Sunday, January 25, 2015

Boiled Peanuts

066It doesn’t get much more southern than boiled peanuts.  You can add them to the list of collared greens, black eyed peas, fried chicken, and catfish to round out the top iconic southern foods.  To find this symbol of the south look no further than the homemade sign on the side of the road directing you to the back of a pick-up truck or the steaming crockpots on a counter in the local gas station.  I am a huge fan and love slurping the peanuts out of the shell and the enjoying the final product whose flavor is soft, salty, spicy and a tinge of sweet that makes a delicious snack.

The origins of boiled peanuts are not truly known and a couple of theories exist.  Some attribute the idea to slaves who would boil the surplus peanuts after harvest and share with friends and family.  Yet others believe it was the Confederate soldiers who first took to boiling peanuts when rations were scarce and boiled peanuts were a good source of nutrition that did not spoil in their canteens if salt was added.  Boiled peanuts are not confined to the United States as you can find them as a popular street food snack in Asia, Africa, and Central and South America.

The key to boiled peanuts is using raw or “green” peanuts (those that have not been roasted).  Simply put them in a pot of salted water and boil until softened.  Salting the water is a key to enhancing the flavor but everything else is up to your personal preference.  Recipes vary and may include hot sauce or Cajun spices for spicy ones or beer and ham hocks for a distinctive flavor. 

Below is the recipe I like to use (but feel free to omit or add anything to the pot).


2      pounds raw peanuts
1/2   cup salt
1/4   cup Creole seasoning (such as Tony Chachere’s®
1     Tbsp coriander seeds
1     Tbsp fennel seeds

1     Tbsp mustard seed
1     Tbsp whole black peppercorns
1     Tbsp crushed red chile flakes
2     bay leaves


In a large pot, combine all ingredients and 1 gallon of water in a large pot; boil.
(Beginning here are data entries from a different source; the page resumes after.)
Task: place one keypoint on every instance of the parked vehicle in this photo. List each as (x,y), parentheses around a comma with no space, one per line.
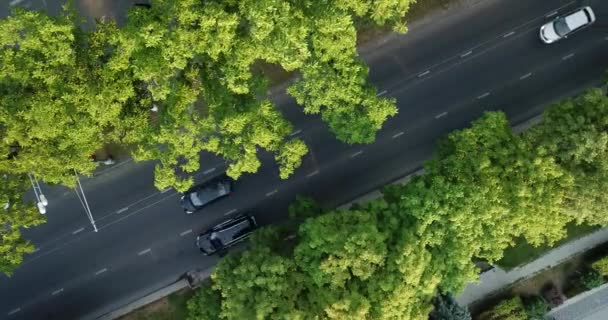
(226,234)
(201,195)
(563,26)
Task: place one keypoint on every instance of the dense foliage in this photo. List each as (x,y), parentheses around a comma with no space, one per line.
(390,258)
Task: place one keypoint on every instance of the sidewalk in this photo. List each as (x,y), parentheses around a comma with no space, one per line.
(495,280)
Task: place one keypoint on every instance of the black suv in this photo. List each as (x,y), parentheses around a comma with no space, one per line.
(201,195)
(226,234)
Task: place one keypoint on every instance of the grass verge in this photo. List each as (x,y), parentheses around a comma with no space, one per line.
(171,307)
(522,252)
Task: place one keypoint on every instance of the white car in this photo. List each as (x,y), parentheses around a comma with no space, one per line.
(561,27)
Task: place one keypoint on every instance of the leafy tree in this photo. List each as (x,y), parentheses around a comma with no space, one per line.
(591,279)
(14,215)
(510,309)
(446,308)
(536,309)
(205,304)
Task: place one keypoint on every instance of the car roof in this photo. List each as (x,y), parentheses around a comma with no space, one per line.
(228,233)
(577,19)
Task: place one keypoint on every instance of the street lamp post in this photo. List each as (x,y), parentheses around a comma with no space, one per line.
(83,200)
(41,201)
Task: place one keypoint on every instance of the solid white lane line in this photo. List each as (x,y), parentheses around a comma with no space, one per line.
(229,212)
(356,153)
(441,115)
(122,210)
(56,292)
(568,56)
(12,312)
(483,96)
(506,35)
(466,53)
(527,75)
(424,74)
(314,173)
(101,271)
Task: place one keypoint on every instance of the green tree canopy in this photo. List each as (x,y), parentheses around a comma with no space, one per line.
(14,215)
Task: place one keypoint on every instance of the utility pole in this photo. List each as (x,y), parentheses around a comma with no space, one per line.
(83,200)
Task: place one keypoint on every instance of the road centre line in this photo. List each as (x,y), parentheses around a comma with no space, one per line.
(101,271)
(314,173)
(12,312)
(229,212)
(441,115)
(506,35)
(122,210)
(483,96)
(420,75)
(356,153)
(466,53)
(527,75)
(56,292)
(568,56)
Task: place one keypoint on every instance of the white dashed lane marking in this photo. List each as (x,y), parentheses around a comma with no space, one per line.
(272,192)
(12,312)
(441,115)
(229,212)
(424,74)
(527,75)
(568,56)
(314,173)
(122,210)
(483,96)
(101,271)
(56,292)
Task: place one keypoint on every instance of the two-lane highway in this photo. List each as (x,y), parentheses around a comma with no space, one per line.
(443,74)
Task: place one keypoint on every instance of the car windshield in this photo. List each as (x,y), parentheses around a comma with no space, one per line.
(561,27)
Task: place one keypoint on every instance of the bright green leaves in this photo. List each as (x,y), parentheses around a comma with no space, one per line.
(14,215)
(337,247)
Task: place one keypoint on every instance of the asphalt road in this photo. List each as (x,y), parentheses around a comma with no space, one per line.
(444,73)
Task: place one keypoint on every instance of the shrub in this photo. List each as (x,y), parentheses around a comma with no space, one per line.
(601,266)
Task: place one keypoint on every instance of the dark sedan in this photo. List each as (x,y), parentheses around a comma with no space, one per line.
(199,196)
(226,234)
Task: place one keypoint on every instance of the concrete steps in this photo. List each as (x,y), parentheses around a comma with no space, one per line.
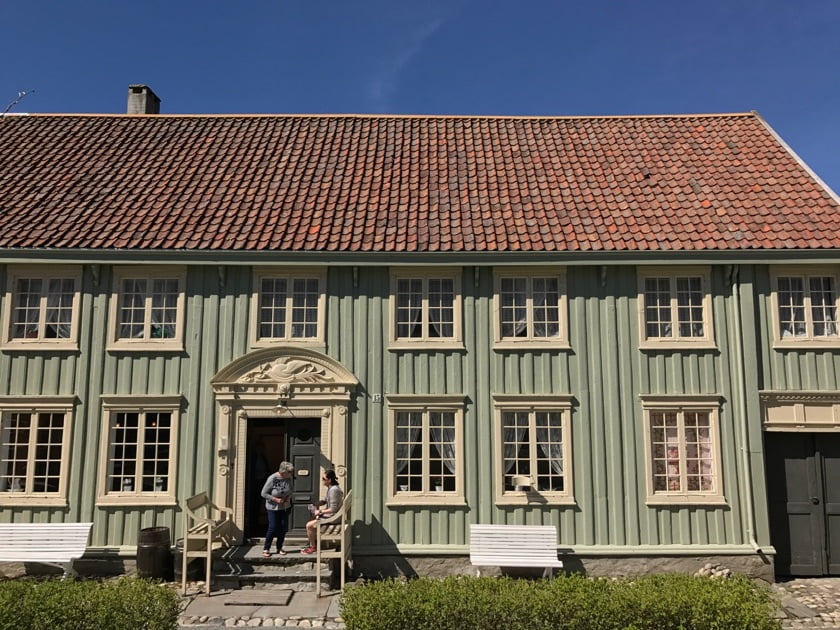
(245,567)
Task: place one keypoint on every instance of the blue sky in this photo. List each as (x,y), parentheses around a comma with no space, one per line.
(587,57)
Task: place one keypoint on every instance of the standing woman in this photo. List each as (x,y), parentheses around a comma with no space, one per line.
(277,493)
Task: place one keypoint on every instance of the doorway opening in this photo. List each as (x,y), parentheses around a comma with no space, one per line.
(269,442)
(803,481)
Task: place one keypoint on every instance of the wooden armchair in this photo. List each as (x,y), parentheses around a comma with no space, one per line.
(205,525)
(334,540)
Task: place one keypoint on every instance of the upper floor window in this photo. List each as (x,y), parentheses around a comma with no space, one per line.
(426,449)
(34,445)
(806,305)
(149,308)
(288,306)
(426,308)
(140,447)
(530,307)
(675,308)
(534,438)
(42,307)
(683,450)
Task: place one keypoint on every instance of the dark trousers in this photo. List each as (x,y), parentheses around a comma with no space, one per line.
(278,525)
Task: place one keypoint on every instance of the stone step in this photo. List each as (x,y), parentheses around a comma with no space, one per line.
(272,574)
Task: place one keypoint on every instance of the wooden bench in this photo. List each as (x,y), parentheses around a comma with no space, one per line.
(514,546)
(55,544)
(334,540)
(205,526)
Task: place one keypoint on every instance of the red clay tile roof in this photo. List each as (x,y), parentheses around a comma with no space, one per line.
(406,184)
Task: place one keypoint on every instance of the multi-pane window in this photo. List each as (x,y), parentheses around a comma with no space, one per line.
(288,307)
(148,308)
(32,451)
(533,446)
(683,453)
(42,307)
(426,447)
(426,308)
(530,307)
(675,307)
(140,450)
(807,307)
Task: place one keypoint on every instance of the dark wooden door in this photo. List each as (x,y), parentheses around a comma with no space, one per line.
(266,448)
(304,448)
(803,477)
(829,450)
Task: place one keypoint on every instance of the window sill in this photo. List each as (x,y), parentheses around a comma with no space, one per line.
(36,346)
(681,344)
(528,344)
(123,500)
(18,499)
(806,344)
(517,499)
(146,346)
(424,500)
(682,499)
(425,345)
(268,343)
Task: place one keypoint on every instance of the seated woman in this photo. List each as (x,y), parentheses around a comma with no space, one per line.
(331,504)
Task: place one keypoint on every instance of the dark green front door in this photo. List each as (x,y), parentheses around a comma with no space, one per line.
(803,481)
(304,448)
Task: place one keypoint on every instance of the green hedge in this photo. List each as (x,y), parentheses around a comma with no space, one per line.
(659,602)
(87,605)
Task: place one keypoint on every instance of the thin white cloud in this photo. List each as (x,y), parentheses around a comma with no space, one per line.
(385,81)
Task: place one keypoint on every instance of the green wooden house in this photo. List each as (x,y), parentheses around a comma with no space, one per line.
(625,327)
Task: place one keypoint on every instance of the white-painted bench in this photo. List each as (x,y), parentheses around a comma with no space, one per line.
(55,544)
(514,546)
(334,540)
(206,525)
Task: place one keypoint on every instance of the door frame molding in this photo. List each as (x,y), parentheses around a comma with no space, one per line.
(277,382)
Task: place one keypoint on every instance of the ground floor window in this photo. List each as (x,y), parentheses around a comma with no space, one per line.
(534,453)
(426,448)
(34,443)
(140,449)
(683,451)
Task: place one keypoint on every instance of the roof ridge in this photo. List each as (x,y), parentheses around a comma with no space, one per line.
(402,116)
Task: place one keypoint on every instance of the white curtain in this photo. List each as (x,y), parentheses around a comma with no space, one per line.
(446,438)
(549,444)
(513,438)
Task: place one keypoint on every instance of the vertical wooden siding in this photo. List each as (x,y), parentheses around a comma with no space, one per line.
(604,371)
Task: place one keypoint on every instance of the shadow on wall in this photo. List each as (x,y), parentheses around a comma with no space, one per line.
(388,562)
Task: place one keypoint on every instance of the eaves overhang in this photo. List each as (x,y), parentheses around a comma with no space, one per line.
(379,258)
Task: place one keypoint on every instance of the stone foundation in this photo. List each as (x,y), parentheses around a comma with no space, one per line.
(755,566)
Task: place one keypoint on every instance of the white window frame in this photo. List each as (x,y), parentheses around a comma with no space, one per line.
(426,404)
(805,273)
(530,341)
(35,405)
(676,341)
(680,405)
(143,405)
(425,275)
(147,342)
(44,274)
(290,275)
(532,404)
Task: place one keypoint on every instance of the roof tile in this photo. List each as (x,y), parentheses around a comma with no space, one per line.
(406,184)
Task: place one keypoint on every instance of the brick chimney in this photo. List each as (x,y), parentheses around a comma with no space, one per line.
(141,100)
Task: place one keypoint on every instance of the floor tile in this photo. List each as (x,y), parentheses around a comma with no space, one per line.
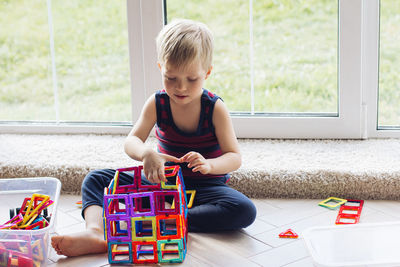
(214,253)
(234,241)
(257,227)
(256,245)
(306,262)
(283,255)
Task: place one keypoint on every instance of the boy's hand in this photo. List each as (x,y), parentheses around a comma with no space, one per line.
(153,166)
(196,161)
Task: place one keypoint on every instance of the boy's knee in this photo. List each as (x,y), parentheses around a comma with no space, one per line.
(248,213)
(96,178)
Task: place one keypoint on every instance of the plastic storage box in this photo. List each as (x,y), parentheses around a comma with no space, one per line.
(355,245)
(31,246)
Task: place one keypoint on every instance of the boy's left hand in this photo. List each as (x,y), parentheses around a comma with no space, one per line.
(196,161)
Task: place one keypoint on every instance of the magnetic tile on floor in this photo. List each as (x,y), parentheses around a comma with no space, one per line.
(388,207)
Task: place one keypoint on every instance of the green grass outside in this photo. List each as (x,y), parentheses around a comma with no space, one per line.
(295,57)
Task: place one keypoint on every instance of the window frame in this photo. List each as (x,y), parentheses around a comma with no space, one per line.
(358,70)
(349,106)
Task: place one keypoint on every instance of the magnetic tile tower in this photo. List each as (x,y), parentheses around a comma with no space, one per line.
(139,224)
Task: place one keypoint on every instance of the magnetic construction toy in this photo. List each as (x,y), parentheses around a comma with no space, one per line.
(25,249)
(350,212)
(332,203)
(139,225)
(289,233)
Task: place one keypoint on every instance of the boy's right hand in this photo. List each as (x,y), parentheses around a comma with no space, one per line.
(153,166)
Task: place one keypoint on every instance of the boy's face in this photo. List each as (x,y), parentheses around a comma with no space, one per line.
(184,85)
Reduce heat to medium-low; cook, stirring occasionally, until peanuts are tender, about 4 hours. Cool in liquid before serving.
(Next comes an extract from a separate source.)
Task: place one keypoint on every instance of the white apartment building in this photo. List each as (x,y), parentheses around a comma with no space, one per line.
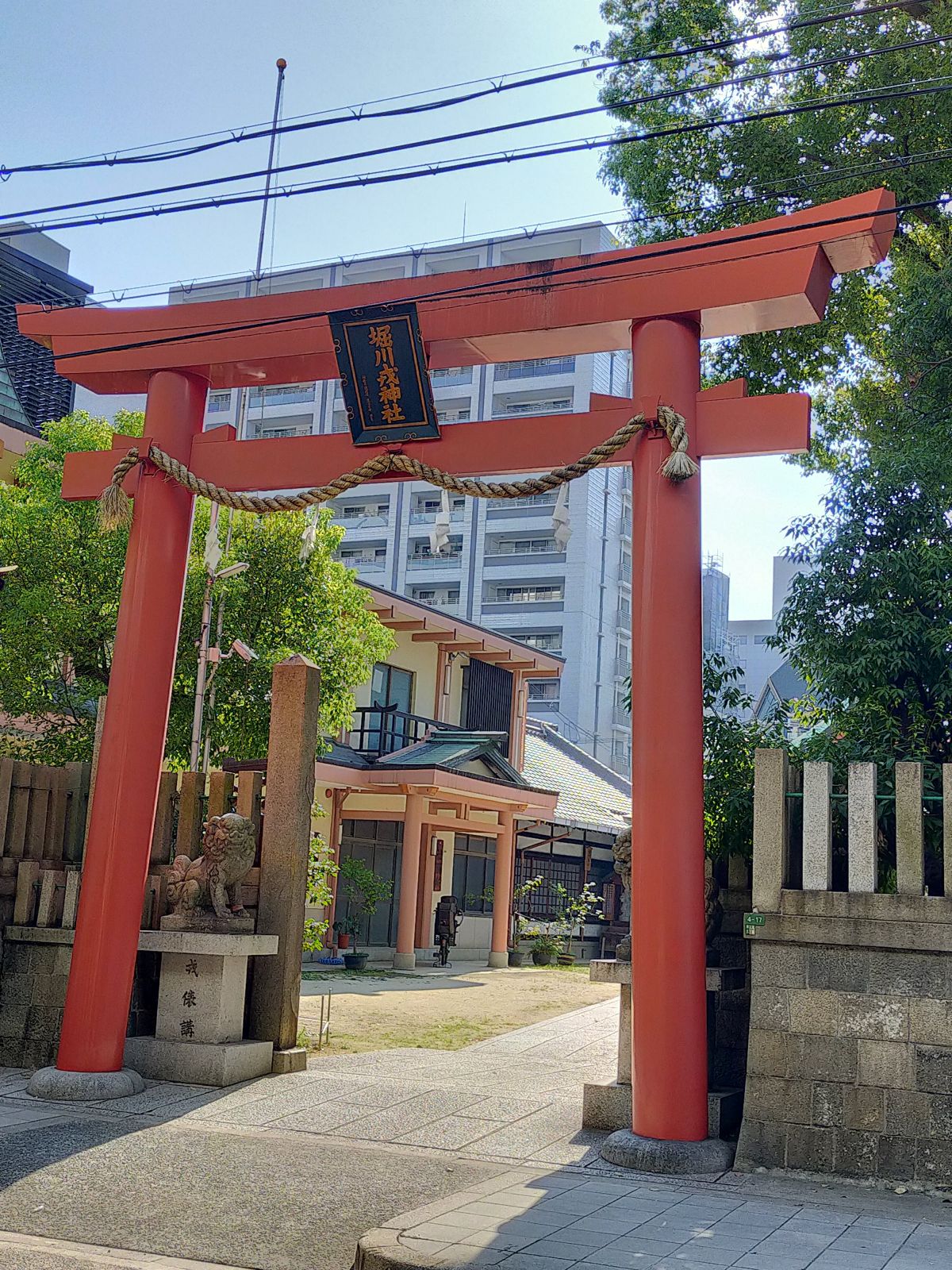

Peanuts in a sealed container can last for a week in the refrigerator.

Don't be scared, give these a try!


  1. You are supposed to slurp the peanut out of the shell??? No wonder I didn't like them when I tried them. I guess I didn't read the instructions... :cO

  2. The cowboy did NOT find boiled peanuts to his liking and I have never enjoyed the things! To each their own!

  3. Really? Boil for 4 hours? I don't think they can be that good, but I will try.

  4. Boiled peanuts are great! We have been buying and eating them all of our lives especially on a hot summer days on the beach with a can of your favorite ice cold beverage. Mom and I just put 2 cups raw green peanuts in a crockpot with a cup of sea salt or kosher salt on high overnight. They also freeze well

    1. Thanks for the tip on freezing, I never tried that.